Companies that either don’t have any in-house AI/ML expertise or simply don’t want to take the time to build their own tools will likely want to look at the higher-level Amazon AI/ML components. These are pre-trained AI/ML tools designed for a very specific (but still somewhat tunable) mission. Amazon offers these tools for making retail recommendations, analyzing documents and text, analyzing voice, image and video analysis, forecasting, simulating conversations…you get the picture.
These predefined AI/ML tools can be integrated into applications much faster than using SageMaker to build a custom AI/ML application. It’s clear that Amazon plans to build additional high-level tools as the market for AI/ML matures and the needs and opportunities become clear. Amazon will also be providing additional low-level AI/ML services to be incorporated into applications, so expansion here is likely to be linked to the enhancement of current DeepLens and DeepRacer platforms, and the addition of new ones.
Amazon provides specific linkages between these tools and the rest of the AWS ecosystem, and you can pick up AI/ML tools either as part of a managed and elastic service or through hosting on AWS. There are available examples that bind the elements together in various ways to accomplish simple business missions, too. In all, it’s a perfect example of what I believe is the Amazon strategy of laying out a long-term vision (that AI/ML will enhance many applications), defining an architecture (the three-layer approach of deep features, composition and training, and pre-trailed tools) and then building to that architecture in both the initial roll-out and in enhancements.

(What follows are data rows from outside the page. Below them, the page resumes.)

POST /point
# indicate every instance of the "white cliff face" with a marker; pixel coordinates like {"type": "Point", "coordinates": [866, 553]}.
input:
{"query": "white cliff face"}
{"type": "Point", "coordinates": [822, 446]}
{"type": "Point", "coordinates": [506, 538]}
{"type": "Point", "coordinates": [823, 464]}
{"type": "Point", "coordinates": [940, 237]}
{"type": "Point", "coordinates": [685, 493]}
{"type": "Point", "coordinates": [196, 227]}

Contrast this with the usual AI hokum we get in the telecom/network space. People talk about AI as though slapping that label on something was all that was required. Saying something “uses AI” doesn’t in any way reflect the potential direction that the use might take, which is critical for the future. It doesn’t even frame the “use” in any particular context, either in the application/decision sense or in a definition of the mechanism being applied. Is any form of analytics “AI?” Perhaps, and certainly if nobody says exactly what they’re doing, it’s hard to say it isn’t.
There are unquestionably AI/ML applications in the telecom and networking space; many come to mind. Prediction, simulation and modeling, automated responses to both network conditions and customer inquiries relating to their services, are all fertile places for AI/ML application. Imagine a service lifecycle automation system, based on AI/ML, where simulations drive scenario generations and responses based on analysis of how past events evolved. It could revolutionize management.

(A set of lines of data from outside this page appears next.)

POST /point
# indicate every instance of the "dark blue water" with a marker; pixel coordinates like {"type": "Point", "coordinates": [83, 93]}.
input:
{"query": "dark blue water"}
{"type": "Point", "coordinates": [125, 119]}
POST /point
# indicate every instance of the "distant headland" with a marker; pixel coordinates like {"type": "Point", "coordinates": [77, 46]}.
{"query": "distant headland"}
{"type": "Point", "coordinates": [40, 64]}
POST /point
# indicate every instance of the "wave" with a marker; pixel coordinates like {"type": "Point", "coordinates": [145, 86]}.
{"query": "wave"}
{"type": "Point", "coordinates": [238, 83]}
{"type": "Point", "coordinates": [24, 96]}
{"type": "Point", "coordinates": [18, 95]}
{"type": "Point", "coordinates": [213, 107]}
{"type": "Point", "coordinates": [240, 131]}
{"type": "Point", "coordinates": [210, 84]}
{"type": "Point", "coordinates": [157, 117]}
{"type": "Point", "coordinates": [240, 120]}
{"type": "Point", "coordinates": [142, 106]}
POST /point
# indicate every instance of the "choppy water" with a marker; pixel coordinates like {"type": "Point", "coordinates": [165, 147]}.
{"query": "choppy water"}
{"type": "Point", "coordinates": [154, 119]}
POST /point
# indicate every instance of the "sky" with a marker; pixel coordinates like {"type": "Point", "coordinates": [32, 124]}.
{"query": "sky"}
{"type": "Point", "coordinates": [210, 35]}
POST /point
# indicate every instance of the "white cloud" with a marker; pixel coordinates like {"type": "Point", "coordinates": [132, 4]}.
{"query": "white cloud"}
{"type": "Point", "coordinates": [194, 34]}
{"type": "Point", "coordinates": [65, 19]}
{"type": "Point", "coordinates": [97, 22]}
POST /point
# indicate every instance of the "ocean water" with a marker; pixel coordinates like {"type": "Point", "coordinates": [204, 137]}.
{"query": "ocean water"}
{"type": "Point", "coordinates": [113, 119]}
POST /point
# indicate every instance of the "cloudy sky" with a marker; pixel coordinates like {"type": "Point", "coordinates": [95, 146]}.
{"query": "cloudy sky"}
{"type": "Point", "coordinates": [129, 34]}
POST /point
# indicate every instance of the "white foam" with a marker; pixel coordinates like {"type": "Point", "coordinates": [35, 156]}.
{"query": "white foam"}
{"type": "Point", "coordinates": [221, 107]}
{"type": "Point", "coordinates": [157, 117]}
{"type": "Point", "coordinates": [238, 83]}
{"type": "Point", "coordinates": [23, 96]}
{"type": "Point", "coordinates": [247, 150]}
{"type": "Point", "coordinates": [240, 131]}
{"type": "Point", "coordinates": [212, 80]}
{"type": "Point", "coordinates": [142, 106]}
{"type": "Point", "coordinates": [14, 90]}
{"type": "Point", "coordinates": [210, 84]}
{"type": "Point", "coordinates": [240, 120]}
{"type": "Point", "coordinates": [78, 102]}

We have companies claiming AI in all these spaces and I’ve yet to see a claim that was easy to defend. I asked a company who made such a claim recently why they didn’t follow the Amazon pattern. They said “It would take thousands of pages for me to explain things that way, and nobody would publish them.” There’s a lot of truth to that, but another question equally interesting is whether real adoption of AI in networking can happen if those pages aren’t available for prospects to read.

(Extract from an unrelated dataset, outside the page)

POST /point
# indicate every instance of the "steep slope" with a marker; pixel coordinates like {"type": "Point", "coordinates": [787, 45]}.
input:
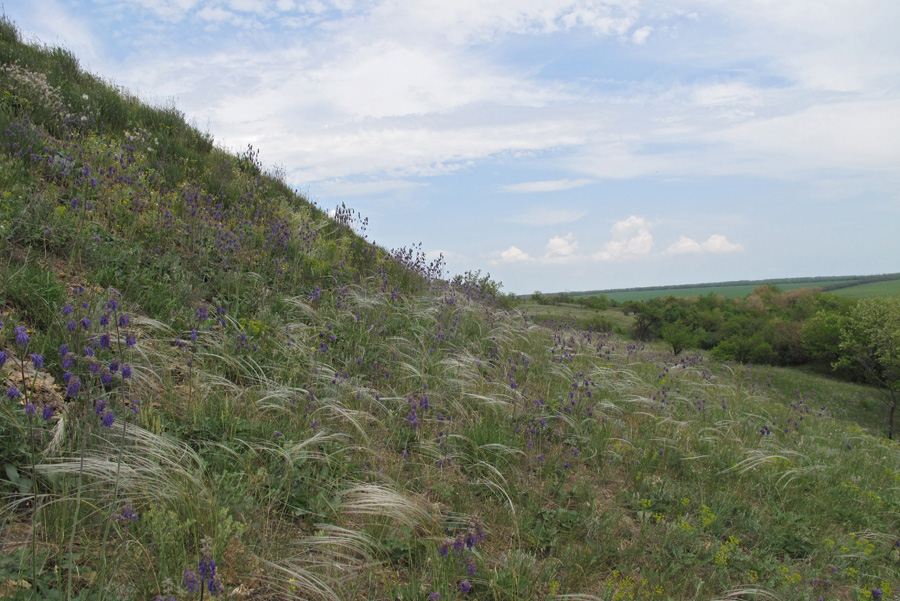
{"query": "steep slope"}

Amazon’s approach would work for network operators. Start by recognizing a set of specific goals that AI could help achieve. Map those goals to high-level services, build tools that then support those services and more tools that compose services, then use the combination to create an AI framework. It would work for AI, but the methodology would work for other things too. Amazon didn’t start with a bunch of arcane AI features and hope they’d be assembled by unknown parties to create something useful. They started with value and worked down, and that’s an important lesson.